White House Counsel and Assistant to the President for President Donald Trump, Donald McGahn, looks on as Supreme Court nominee Brett Kavanaugh testifies before the Senate Judiciary Committee, Sept. 27, 2018. (Credit: Saul Loeb / AFP / Getty Images)

White House counsel Don McGahn’s final day at the White House was Wednesday, according to a White House official and a source with knowledge of the matter.

McGahn has been planning to leave the White House, but a source told CNN his departure was expedited after President Donald Trump said Tuesday he had selected Patrick Cipollone as his successor. Cipollone is a seasoned litigator and former Justice Department official who served during President George H.W. Bush’s administration.

A White House official said McGahn had a 20-minute farewell meeting with Trump Wednesday and that it was a “good meeting,” with the President ticking off McGahn’s accomplishments.

White House chief of staff John Kelly was hoping that McGahn would stay through the end of the year, according to the White House official, but McGahn felt it was time to move on. There was no fanfare to the departure — McGahn just felt the timing was right — and he informed the President and then Kelly, according to the official.

“Typically you would have the incumbent stay until the successor was ready to take his place. But in this case McGahn was tired of the President and the President was tired of McGahn,” a source told CNN.

McGahn leaves his post after serving as White House counsel through the tumultuous first 18 months of Trump’s presidency, steering the White House’s handling of the Russia investigation and responding internally to the President’s mercurial moods as the investigation ballooned.

McGahn has been the key architect of Trump’s efforts to reshape the federal courts, and helped secure that part of the President’s conservative legacy. McGahn, along with Senate Majority Leader Mitch McConnell and Senate Judiciary Chairman Chuck Grassley, successfully shepherded two Supreme Court nominees onto the bench as well as 84 new federal judges since the President’s inauguration.

McGahn, a longtime friend of new Supreme Court Justice Brett Kavanaugh, orchestrated Kavanaugh’s introduction to the President. Both Kavanaugh and McGahn served in President George W. Bush’s administration and have deep ties to Washington’s legal community.

As Kavanaugh was voted in after allegations of sexual misconduct almost derailed his confirmation, McGahn praised the President and told CNN, “President Trump stayed firm. Others would have cut and run when things got tough.”

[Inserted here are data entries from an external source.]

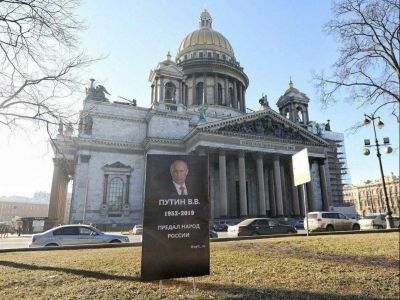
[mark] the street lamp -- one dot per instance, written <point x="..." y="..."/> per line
<point x="388" y="149"/>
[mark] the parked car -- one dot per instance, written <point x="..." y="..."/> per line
<point x="213" y="234"/>
<point x="137" y="229"/>
<point x="330" y="221"/>
<point x="298" y="224"/>
<point x="260" y="226"/>
<point x="74" y="235"/>
<point x="222" y="225"/>
<point x="376" y="222"/>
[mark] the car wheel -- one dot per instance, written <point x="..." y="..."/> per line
<point x="115" y="241"/>
<point x="330" y="228"/>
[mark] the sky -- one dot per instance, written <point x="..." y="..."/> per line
<point x="273" y="40"/>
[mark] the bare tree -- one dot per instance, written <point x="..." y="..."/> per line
<point x="368" y="65"/>
<point x="39" y="60"/>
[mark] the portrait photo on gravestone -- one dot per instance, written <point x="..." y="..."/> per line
<point x="175" y="222"/>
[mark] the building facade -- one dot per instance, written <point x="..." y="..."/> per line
<point x="369" y="197"/>
<point x="198" y="106"/>
<point x="11" y="210"/>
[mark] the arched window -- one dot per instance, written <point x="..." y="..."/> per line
<point x="170" y="91"/>
<point x="115" y="194"/>
<point x="286" y="113"/>
<point x="230" y="96"/>
<point x="186" y="94"/>
<point x="219" y="94"/>
<point x="300" y="115"/>
<point x="199" y="93"/>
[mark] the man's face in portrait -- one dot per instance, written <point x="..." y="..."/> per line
<point x="179" y="171"/>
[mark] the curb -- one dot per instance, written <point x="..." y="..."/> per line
<point x="212" y="240"/>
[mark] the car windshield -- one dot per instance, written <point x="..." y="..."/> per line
<point x="246" y="222"/>
<point x="312" y="216"/>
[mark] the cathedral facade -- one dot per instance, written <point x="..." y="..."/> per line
<point x="198" y="106"/>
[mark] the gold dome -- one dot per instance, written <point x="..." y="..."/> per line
<point x="205" y="38"/>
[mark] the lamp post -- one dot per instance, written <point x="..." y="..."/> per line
<point x="388" y="149"/>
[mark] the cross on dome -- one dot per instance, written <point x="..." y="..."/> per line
<point x="205" y="20"/>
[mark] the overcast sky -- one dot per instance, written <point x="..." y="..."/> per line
<point x="273" y="40"/>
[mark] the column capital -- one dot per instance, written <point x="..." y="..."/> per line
<point x="259" y="155"/>
<point x="84" y="158"/>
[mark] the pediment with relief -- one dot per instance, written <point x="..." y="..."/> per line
<point x="264" y="124"/>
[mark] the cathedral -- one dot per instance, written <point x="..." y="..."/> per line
<point x="198" y="107"/>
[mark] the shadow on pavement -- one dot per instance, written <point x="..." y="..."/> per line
<point x="85" y="273"/>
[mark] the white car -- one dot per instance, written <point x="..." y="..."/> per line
<point x="137" y="229"/>
<point x="74" y="235"/>
<point x="329" y="221"/>
<point x="376" y="222"/>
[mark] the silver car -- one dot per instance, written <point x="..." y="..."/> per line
<point x="74" y="235"/>
<point x="329" y="221"/>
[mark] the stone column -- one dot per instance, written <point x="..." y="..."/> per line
<point x="105" y="188"/>
<point x="234" y="94"/>
<point x="183" y="93"/>
<point x="242" y="185"/>
<point x="240" y="96"/>
<point x="215" y="89"/>
<point x="278" y="187"/>
<point x="222" y="184"/>
<point x="244" y="99"/>
<point x="232" y="188"/>
<point x="156" y="92"/>
<point x="194" y="100"/>
<point x="205" y="88"/>
<point x="322" y="175"/>
<point x="261" y="191"/>
<point x="178" y="101"/>
<point x="304" y="205"/>
<point x="226" y="91"/>
<point x="310" y="194"/>
<point x="285" y="197"/>
<point x="128" y="179"/>
<point x="267" y="190"/>
<point x="295" y="195"/>
<point x="272" y="197"/>
<point x="162" y="89"/>
<point x="57" y="195"/>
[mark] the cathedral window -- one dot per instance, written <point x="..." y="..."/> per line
<point x="230" y="96"/>
<point x="170" y="91"/>
<point x="287" y="115"/>
<point x="199" y="93"/>
<point x="115" y="194"/>
<point x="116" y="188"/>
<point x="300" y="115"/>
<point x="219" y="94"/>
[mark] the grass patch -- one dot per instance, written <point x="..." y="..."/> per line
<point x="364" y="266"/>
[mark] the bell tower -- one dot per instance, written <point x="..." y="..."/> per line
<point x="293" y="105"/>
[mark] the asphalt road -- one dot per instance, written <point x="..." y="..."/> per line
<point x="14" y="241"/>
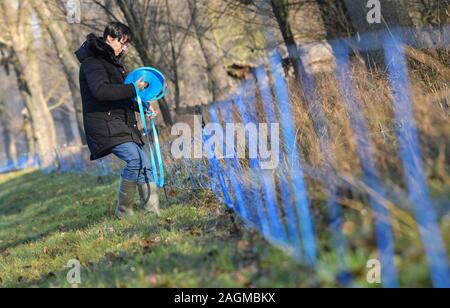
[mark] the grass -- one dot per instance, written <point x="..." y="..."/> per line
<point x="47" y="220"/>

His departure is another one from the handful of top aides who worked on the Trump campaign before joining the White House. McGahn served as the Trump campaign’s top attorney throughout the GOP primary and 2016 presidential election, becoming a trusted adviser to the future President in the process.

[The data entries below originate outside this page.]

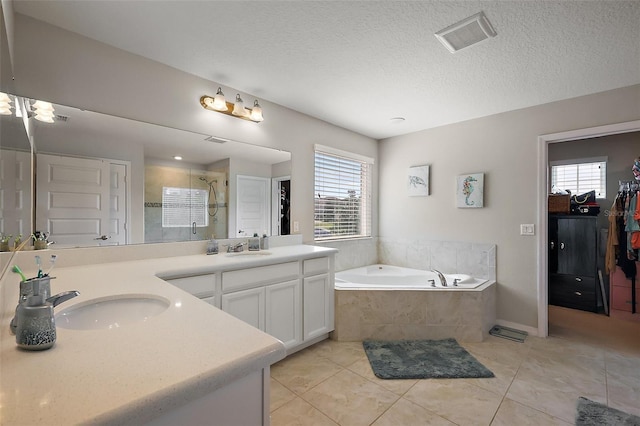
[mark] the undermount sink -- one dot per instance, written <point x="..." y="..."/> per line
<point x="111" y="312"/>
<point x="250" y="253"/>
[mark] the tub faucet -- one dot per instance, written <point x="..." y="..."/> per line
<point x="235" y="248"/>
<point x="441" y="277"/>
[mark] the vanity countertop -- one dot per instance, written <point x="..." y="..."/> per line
<point x="132" y="373"/>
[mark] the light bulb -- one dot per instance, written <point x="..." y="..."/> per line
<point x="238" y="108"/>
<point x="42" y="105"/>
<point x="219" y="102"/>
<point x="44" y="118"/>
<point x="256" y="112"/>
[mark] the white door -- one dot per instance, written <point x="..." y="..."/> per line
<point x="318" y="318"/>
<point x="15" y="193"/>
<point x="247" y="305"/>
<point x="118" y="205"/>
<point x="73" y="199"/>
<point x="284" y="312"/>
<point x="252" y="206"/>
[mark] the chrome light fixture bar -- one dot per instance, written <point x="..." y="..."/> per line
<point x="218" y="103"/>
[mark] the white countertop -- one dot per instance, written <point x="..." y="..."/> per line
<point x="131" y="374"/>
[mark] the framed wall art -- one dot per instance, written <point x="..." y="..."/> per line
<point x="418" y="183"/>
<point x="470" y="191"/>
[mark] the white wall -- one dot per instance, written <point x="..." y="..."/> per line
<point x="505" y="148"/>
<point x="65" y="68"/>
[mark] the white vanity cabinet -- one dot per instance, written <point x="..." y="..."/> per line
<point x="267" y="297"/>
<point x="292" y="301"/>
<point x="318" y="288"/>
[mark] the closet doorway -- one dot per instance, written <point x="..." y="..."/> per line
<point x="543" y="242"/>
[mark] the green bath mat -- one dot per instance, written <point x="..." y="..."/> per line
<point x="422" y="359"/>
<point x="591" y="413"/>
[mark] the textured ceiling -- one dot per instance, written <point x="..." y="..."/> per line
<point x="357" y="64"/>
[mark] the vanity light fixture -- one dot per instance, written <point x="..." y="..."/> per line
<point x="5" y="104"/>
<point x="218" y="103"/>
<point x="238" y="108"/>
<point x="43" y="111"/>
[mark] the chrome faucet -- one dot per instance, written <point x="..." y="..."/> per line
<point x="441" y="277"/>
<point x="236" y="248"/>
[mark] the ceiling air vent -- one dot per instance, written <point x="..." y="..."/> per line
<point x="216" y="140"/>
<point x="467" y="32"/>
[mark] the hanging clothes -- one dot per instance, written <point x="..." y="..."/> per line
<point x="624" y="261"/>
<point x="612" y="238"/>
<point x="634" y="225"/>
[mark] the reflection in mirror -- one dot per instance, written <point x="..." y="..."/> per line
<point x="15" y="177"/>
<point x="85" y="157"/>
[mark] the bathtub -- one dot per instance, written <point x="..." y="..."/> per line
<point x="384" y="302"/>
<point x="387" y="277"/>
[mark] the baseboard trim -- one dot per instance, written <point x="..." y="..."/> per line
<point x="532" y="331"/>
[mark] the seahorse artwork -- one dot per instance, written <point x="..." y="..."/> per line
<point x="416" y="181"/>
<point x="418" y="184"/>
<point x="467" y="189"/>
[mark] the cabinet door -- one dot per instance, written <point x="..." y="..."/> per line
<point x="247" y="305"/>
<point x="318" y="304"/>
<point x="577" y="246"/>
<point x="284" y="312"/>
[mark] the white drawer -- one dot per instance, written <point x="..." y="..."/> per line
<point x="316" y="266"/>
<point x="252" y="277"/>
<point x="199" y="285"/>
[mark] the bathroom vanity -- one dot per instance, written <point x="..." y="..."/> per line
<point x="192" y="363"/>
<point x="290" y="300"/>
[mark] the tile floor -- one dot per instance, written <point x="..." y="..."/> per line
<point x="536" y="383"/>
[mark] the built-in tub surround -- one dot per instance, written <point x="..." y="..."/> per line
<point x="466" y="314"/>
<point x="475" y="259"/>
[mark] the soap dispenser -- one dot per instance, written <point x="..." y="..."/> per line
<point x="35" y="323"/>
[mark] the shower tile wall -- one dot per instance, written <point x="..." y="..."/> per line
<point x="474" y="259"/>
<point x="156" y="177"/>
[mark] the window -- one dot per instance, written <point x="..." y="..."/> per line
<point x="181" y="207"/>
<point x="580" y="176"/>
<point x="342" y="194"/>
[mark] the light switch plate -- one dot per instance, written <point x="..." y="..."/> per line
<point x="527" y="229"/>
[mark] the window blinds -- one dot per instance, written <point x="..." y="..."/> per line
<point x="342" y="194"/>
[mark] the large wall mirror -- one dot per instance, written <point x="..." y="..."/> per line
<point x="106" y="180"/>
<point x="15" y="176"/>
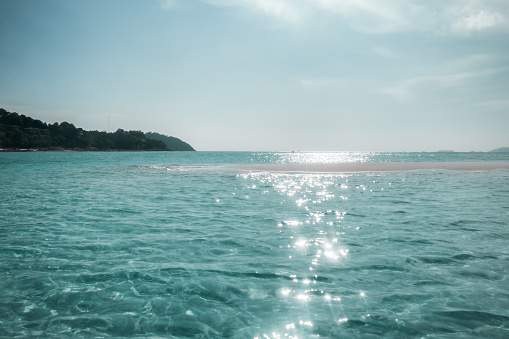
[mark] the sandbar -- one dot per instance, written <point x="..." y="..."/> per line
<point x="377" y="167"/>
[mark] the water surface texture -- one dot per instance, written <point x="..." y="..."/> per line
<point x="183" y="245"/>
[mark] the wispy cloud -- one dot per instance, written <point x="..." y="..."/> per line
<point x="385" y="52"/>
<point x="405" y="90"/>
<point x="451" y="17"/>
<point x="477" y="22"/>
<point x="168" y="4"/>
<point x="495" y="104"/>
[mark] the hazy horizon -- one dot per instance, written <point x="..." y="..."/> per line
<point x="254" y="75"/>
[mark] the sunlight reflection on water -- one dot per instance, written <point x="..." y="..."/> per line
<point x="320" y="157"/>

But McGahn immediately faced controversy in his earliest days at the White House, beginning with acting Attorney General Sally Yates’ warning to McGahn that then-national security adviser Michael Flynn could be blackmailed by Russia and that he had likely lied to Vice President Mike Pence. Flynn was forced to resign after reports revealed Yates’ warning to McGahn about Flynn’s conduct.

As the Justice Department and congressional investigations into Russian meddling in the 2016 election heated up, McGahn found himself increasingly at the center of Trump’s and the White House’s response to the investigation.

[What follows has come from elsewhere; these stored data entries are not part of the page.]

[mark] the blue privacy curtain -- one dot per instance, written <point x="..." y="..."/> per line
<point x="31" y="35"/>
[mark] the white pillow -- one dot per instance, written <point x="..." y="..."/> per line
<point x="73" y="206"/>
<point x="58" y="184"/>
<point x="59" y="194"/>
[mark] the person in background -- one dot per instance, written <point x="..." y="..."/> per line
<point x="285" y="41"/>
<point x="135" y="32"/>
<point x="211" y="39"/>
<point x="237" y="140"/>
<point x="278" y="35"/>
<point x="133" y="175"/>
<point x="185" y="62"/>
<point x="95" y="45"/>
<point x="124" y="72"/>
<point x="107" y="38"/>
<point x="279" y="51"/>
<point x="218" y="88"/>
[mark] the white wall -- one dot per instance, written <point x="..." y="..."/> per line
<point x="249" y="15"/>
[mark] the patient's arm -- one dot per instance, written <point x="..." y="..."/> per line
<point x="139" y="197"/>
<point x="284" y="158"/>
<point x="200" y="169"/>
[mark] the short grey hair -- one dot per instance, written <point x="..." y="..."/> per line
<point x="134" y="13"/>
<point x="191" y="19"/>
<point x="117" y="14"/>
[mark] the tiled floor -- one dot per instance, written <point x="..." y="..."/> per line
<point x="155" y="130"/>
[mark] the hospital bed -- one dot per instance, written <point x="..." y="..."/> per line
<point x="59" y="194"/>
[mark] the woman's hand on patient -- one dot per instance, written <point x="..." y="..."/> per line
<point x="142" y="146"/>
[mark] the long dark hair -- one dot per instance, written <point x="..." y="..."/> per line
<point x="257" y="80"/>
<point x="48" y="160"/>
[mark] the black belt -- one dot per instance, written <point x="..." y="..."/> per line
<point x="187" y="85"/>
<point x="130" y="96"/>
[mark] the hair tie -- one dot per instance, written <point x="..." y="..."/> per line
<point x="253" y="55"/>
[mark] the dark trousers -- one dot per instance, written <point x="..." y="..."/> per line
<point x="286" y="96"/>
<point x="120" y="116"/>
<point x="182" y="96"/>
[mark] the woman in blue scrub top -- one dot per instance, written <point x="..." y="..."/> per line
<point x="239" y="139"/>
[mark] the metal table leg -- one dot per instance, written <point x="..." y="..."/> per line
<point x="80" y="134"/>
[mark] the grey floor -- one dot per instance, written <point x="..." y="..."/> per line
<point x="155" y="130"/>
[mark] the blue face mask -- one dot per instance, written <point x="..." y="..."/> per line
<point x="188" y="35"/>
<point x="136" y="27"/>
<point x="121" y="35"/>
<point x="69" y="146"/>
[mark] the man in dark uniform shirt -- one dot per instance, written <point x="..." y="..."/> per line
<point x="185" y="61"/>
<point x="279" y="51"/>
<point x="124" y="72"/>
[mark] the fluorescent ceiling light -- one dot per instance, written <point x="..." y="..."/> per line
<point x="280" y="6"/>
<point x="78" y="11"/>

And when Attorney General Jeff Sessions faced pressure to recuse himself, Trump enlisted McGahn to urge Sessions not to take that step. Sessions eventually did recuse himself, giving his deputy, Rod Rosenstein, the ultimate authority to appoint a special counsel.

McGahn threatened to resign in the summer of 2017 after Trump ordered him to fire Robert Mueller, the special counsel investigating potential collusion between the Trump campaign and Russia’s election meddling and questions of obstruction of justice.

For McGahn, the President’s order to fire Mueller was a bridge too far — with the White House counsel refusing to follow through on the order, a person familiar with the matter told CNN. The New York Times first reported Trump’s move to fire Mueller and McGahn’s refusal to carry out the order.

The slew of incidents involving the President and McGahn amid the Russia investigation made the White House counsel an important witness in Mueller’s investigation, with McGahn sitting for interviews with Mueller’s team in December.

Trump was reportedly caught off guard and unnerved by the disclosure that McGahn had cooperated extensively with Mueller’s probe and participated in several interviews spanning 30 hours over the last nine months. Trump did not know the full extent of McGahn’s discussions, two people familiar with his thinking said.

Before joining the Trump campaign and the White House, McGahn worked at the powerful DC law firm Jones Day and previously served as a commissioner on the Federal Election Commission.